The cost process is an accounting methodology that records and accumulates direct costs and allocates the indirect costs of a manufacturing process. Costs are allocated to products, usually on a large lot, which can include the production of a whole month. Eventually, costs must be assigned to individual units of product. Assigns the average costs to each unit, and is the opposite end of the labor cost that tries to measure the individual costs of production of each unit. The process of costing is usually an important chapter. It is a method of allocating costs to production units in companies that produce large quantities of homogeneous products. Process costing is a type of operating cost that is used to determine the cost of a product in each manufacturing process or stage.
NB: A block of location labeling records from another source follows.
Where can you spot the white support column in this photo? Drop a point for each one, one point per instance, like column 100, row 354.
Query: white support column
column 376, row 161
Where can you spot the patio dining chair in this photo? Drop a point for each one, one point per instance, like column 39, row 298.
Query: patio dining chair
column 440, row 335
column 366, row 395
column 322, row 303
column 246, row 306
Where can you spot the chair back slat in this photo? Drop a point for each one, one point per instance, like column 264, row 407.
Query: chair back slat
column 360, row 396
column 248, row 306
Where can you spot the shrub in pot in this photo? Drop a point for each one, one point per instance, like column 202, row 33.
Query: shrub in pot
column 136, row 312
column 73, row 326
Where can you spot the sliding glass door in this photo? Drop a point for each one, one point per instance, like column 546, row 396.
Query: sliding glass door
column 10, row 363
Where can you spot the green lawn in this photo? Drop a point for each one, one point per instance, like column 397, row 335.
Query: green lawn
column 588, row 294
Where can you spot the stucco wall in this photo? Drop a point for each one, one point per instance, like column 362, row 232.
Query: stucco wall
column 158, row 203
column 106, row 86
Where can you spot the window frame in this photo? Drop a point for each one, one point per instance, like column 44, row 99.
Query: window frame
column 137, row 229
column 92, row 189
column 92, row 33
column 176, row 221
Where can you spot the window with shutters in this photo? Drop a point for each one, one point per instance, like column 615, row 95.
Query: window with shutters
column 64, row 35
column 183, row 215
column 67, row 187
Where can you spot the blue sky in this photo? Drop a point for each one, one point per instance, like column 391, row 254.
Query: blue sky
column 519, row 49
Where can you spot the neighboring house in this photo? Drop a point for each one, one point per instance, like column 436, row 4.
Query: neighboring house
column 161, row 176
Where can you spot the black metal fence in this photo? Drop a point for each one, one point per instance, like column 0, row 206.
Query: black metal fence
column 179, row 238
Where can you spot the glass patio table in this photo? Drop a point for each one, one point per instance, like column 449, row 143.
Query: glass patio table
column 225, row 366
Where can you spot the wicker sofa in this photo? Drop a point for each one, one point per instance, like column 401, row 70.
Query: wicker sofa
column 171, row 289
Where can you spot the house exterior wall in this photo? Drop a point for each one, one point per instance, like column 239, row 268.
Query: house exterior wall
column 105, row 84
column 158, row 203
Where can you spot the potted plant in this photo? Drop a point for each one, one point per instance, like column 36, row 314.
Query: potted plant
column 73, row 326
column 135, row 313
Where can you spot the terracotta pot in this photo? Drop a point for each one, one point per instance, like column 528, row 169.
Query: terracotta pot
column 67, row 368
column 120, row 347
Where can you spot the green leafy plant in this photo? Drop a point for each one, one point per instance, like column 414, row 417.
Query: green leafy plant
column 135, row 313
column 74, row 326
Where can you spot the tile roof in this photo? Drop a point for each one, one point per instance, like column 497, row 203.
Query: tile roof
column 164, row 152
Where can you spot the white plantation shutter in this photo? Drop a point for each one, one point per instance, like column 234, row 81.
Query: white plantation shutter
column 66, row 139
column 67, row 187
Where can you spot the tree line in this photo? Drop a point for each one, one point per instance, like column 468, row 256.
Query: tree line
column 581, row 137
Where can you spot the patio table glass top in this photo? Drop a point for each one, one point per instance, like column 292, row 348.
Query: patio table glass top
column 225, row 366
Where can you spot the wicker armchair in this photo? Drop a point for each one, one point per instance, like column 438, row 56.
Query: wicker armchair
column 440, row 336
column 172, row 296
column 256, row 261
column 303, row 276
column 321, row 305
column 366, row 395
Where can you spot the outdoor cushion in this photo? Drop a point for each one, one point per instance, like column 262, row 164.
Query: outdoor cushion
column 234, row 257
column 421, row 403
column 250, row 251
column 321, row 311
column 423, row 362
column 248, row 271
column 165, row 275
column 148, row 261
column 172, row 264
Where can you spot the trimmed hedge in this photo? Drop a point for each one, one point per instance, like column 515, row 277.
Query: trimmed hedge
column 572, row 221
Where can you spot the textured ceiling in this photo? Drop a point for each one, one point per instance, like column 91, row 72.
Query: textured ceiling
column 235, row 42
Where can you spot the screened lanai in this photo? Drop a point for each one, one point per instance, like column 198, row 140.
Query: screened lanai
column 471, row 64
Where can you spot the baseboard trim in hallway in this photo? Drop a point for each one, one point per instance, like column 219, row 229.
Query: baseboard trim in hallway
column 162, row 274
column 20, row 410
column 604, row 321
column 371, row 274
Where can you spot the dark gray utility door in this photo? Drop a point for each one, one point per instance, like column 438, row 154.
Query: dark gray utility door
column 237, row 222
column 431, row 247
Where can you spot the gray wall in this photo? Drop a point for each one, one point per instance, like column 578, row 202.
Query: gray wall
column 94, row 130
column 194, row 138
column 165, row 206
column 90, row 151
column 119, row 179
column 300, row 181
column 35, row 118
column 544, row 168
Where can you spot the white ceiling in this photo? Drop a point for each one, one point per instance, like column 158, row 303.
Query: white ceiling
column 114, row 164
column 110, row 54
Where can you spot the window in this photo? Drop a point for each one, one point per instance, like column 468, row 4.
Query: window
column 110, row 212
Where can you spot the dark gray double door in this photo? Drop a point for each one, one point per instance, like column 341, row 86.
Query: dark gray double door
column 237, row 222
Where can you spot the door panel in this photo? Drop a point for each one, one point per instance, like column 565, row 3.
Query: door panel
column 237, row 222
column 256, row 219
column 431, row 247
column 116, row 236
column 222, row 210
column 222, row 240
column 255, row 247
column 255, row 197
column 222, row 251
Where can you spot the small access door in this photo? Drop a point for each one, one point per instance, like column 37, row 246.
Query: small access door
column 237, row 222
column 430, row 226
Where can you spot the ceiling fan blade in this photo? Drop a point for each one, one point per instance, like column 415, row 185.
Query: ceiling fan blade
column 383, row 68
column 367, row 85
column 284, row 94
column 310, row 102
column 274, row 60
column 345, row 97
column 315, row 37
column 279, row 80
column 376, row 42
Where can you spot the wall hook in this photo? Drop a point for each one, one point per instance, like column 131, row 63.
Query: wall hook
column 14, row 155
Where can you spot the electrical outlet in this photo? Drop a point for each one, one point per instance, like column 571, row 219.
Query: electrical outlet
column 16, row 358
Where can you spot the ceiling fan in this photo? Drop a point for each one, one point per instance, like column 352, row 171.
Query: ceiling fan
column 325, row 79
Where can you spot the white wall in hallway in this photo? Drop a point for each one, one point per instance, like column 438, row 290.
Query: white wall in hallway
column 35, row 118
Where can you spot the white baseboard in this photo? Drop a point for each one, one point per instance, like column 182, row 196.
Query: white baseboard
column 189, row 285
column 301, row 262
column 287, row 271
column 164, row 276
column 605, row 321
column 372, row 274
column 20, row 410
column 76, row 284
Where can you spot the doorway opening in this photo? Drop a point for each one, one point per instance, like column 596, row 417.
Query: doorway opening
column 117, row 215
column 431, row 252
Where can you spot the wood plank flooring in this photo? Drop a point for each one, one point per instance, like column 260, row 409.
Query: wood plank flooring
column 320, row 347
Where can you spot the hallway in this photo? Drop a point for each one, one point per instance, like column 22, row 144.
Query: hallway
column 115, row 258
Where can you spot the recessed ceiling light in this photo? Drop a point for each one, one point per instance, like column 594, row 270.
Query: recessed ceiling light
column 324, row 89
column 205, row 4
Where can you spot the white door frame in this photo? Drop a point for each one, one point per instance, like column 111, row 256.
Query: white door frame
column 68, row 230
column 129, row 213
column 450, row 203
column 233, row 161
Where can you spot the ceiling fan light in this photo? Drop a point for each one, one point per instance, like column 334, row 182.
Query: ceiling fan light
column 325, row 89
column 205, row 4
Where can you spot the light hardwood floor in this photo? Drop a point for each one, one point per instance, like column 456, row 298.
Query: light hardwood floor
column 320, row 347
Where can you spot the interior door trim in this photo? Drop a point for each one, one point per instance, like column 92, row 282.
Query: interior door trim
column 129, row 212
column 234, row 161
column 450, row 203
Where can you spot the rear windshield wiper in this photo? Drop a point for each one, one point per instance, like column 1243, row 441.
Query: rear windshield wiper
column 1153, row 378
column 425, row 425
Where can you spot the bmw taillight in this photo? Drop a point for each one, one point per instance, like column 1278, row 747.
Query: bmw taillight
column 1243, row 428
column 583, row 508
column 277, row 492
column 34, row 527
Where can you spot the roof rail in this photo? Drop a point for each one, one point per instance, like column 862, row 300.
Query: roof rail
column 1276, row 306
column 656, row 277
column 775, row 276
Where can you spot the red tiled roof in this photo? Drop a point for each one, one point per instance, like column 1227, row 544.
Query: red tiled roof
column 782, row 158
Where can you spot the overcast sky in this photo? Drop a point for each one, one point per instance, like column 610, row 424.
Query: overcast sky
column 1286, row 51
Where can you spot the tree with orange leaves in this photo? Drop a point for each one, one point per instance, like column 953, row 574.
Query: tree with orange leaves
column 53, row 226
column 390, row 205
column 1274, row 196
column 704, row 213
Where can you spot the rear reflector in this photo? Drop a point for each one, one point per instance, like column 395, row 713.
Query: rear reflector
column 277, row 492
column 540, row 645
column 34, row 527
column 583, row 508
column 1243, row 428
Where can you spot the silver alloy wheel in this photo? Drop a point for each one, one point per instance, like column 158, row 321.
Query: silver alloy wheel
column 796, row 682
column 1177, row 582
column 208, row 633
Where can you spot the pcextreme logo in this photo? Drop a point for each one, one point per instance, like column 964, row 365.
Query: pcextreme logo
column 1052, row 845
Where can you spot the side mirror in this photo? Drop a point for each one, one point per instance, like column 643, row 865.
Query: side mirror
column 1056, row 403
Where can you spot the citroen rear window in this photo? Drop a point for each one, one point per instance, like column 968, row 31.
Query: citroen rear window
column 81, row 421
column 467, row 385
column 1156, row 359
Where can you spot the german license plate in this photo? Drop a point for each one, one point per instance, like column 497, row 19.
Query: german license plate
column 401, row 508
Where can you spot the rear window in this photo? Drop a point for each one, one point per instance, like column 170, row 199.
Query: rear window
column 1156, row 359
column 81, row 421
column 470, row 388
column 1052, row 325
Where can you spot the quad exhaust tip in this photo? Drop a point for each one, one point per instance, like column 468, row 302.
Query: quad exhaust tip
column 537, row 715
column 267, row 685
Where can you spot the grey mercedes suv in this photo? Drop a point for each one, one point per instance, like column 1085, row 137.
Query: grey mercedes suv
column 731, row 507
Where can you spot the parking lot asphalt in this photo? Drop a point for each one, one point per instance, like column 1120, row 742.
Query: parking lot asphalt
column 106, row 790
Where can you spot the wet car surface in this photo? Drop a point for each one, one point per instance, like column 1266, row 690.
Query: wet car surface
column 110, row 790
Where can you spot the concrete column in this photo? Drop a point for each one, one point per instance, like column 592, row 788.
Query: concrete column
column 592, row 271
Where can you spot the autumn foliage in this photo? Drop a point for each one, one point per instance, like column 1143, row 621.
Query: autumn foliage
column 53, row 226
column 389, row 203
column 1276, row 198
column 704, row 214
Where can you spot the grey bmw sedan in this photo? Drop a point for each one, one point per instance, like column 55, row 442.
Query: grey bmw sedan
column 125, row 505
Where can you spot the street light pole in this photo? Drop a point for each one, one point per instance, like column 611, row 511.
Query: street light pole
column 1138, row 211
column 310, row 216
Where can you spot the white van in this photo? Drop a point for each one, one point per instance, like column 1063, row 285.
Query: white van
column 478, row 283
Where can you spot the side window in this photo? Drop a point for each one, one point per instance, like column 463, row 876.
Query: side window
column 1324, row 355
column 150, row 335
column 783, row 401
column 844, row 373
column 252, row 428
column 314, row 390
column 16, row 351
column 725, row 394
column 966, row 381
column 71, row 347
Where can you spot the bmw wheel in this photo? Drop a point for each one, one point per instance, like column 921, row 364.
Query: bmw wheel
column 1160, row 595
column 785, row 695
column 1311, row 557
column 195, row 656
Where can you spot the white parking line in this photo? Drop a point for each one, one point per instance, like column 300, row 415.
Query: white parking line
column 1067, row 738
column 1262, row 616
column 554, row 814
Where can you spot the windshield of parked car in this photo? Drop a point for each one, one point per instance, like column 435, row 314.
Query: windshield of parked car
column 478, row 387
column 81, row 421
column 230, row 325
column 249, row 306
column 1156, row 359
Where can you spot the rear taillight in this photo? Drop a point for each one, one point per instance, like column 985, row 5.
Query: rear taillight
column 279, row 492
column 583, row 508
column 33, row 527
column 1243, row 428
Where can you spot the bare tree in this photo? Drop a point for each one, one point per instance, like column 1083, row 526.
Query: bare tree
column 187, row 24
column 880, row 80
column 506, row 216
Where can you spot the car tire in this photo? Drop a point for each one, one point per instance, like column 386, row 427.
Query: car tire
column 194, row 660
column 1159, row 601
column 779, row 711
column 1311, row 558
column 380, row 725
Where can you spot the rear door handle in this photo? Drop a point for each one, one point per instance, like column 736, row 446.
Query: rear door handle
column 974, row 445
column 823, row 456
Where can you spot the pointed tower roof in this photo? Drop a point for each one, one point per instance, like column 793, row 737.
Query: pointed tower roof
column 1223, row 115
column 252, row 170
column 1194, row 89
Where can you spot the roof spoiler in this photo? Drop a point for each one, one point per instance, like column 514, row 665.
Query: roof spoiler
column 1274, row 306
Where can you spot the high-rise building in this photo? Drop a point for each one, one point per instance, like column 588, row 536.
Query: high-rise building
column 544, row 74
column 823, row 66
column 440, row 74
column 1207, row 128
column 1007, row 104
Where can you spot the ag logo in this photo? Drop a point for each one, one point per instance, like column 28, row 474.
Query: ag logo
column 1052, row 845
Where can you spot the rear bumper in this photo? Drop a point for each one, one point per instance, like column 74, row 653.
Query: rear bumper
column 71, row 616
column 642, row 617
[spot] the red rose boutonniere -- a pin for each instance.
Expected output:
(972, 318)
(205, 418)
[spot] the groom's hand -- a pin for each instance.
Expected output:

CIMA defines process cost as "The costing method applicable when goods or services result from a sequence of continuous or repetitive operations or processes." Costs are averaged over units produced during the period. The calculation of the cost of the process is suitable for the industries that produce homogeneous products and where the production is a continuous flow. A process can be referred to as the sub unit of an organization specifically defined for the purpose of cost-gathering.
Example of Process Cost Accounting
As an example of process cost, ABC International produces purple widgets, which require processing across multiple production departments. The first department in the process is the casting department, where the widgets are created initially. During March, the casting department incurs $ 50,000 of direct material costs and $ 120,000 of conversion costs (comprised of direct labor and factory overhead). The department processes 10,000 widgets during March, so this means that the cost per unit of the widgets that go through the casting department during that period is $ 5.00 for direct materials and $ 12.00 for conversion costs. The widgets are then moved to the clipping department to continue the work, and these unit costs will be carried along with the widgets in that department, where additional costs will be added.
Types of Process Costs
There are three types of process costs, which are:
1. Weighted average costs. This version assumes that all costs, whether of an earlier period or the current one, are grouped and assigned to the units produced. It is the simplest version to calculate.
2. Standard costs. This version is based on standard costs. Their calculation is similar to the weighted average cost, but standard costs are assigned to production units, rather than actual costs; After total costs are accrued on the basis of standard costs, these totals are compared to the actual cumulative costs and the difference is charged to a deviation account.
3. First-in-first-out (FIFO) cost calculation. FIFO is a more complex calculation that creates cost layers, one for any production unit that started in the previous production period but was not completed, and another for any production that starts in the current period.